The market will dictate when phase two of Park Place will happen, Hall said.
He senses the urgency, but he’s not seeing it immortalized in the proffer agreements, Polk said to Hall.
Polk specifically mentioned section 5.2 of the Park Place proffer agreement which states, in part, that the city will receive $500,000 if the commercial aspect isn’t development as agreed. The last section of 5.2 states the owner of Park Center’s residential parcel—Oxford Properties—will not be held responsible if the commercial space isn't completed.
“Boy does it not reinforce the commitment to the commercial structure; it does everything but reinforce the commitment to the commercial structure and that really concerns me,” Polk said. “Basically it [the proffer] says if the commercial building is not built, we’re still going to build the residential.”
Hall told the commission that each part of the project—the residential and the commercial—need to stand alone and apart from each other in light of the economy and the financial climate.
Polk told Hall that he found it, “disturbing” that he’d just described the project’s commercial to residential mix as one concept, but now he’s talking about how it’s two separate projects.

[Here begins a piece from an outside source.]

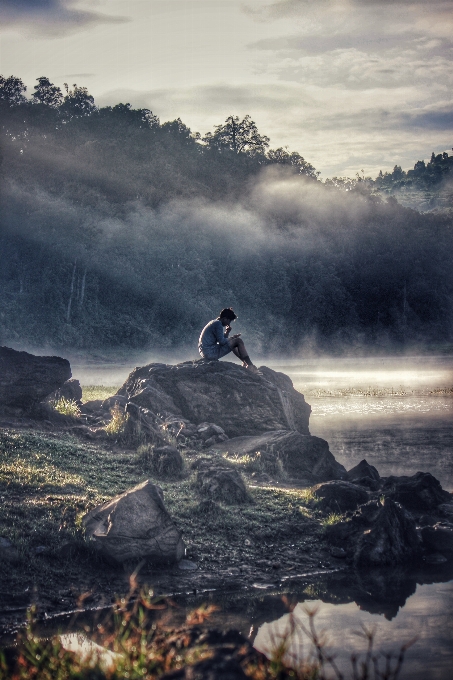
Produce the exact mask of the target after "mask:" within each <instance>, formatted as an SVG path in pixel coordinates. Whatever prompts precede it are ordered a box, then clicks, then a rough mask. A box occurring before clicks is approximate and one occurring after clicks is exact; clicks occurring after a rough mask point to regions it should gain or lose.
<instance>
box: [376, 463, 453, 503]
mask: <svg viewBox="0 0 453 680" xmlns="http://www.w3.org/2000/svg"><path fill="white" fill-rule="evenodd" d="M381 491H382V493H383V494H384V495H385V496H386V497H387V498H391V499H392V500H393V501H396V502H397V503H401V505H404V507H405V508H407V509H408V510H411V511H413V512H426V511H429V510H435V509H436V508H437V507H438V506H439V505H440V504H443V503H447V502H448V501H450V500H451V494H449V493H448V491H444V490H443V489H442V487H441V485H440V482H439V481H438V480H437V479H436V478H435V477H433V475H432V474H430V473H429V472H417V473H416V474H415V475H413V476H412V477H405V476H402V477H386V478H385V479H384V480H383V484H382V487H381Z"/></svg>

“They are two separate projects because we have two separate owners,” Hall said. “The are mutually beneficial to one another.”
Commissioner Ed Rishell, too, said he was concerned that the city could only end up with just residential instead of both.
That $500,000 in escrow that Digital Park may lose to the city may be looked at by it as “the cost of doing business,” Rishell said Monday.
The motion to recommend the rezoning of some 20 acres of land for Park Place from General Business District (B-2) to Planned United Development (PUD) failed during the planning commission’s meeting Monday night.
The motion failed because it lacked the majority vote. Commissioner John Evans, who is also the police chief, and Commissioner Julia Cline voted to recommend the rezoning, while Polk and Rishell voted against it. Commissioner Oscar Jamilla was absent Monday.
A second voting split resulted in the failure of the motion to recommend approval of the Park Place application for vacation of right-of-way. Cline and Evans voted in favor fo the right-of-way, while Rishell and Polk voted against it.
The motion to recommend approval of the Park Place height waiver application was approved unanimously.
The motion to forward the application to the Governing Body with the split decision was approved by a majority vote, with Cline, Evans and Rishell voting aye and Polk voting nay.
Manassas Park City Council will consider the matter on July 17.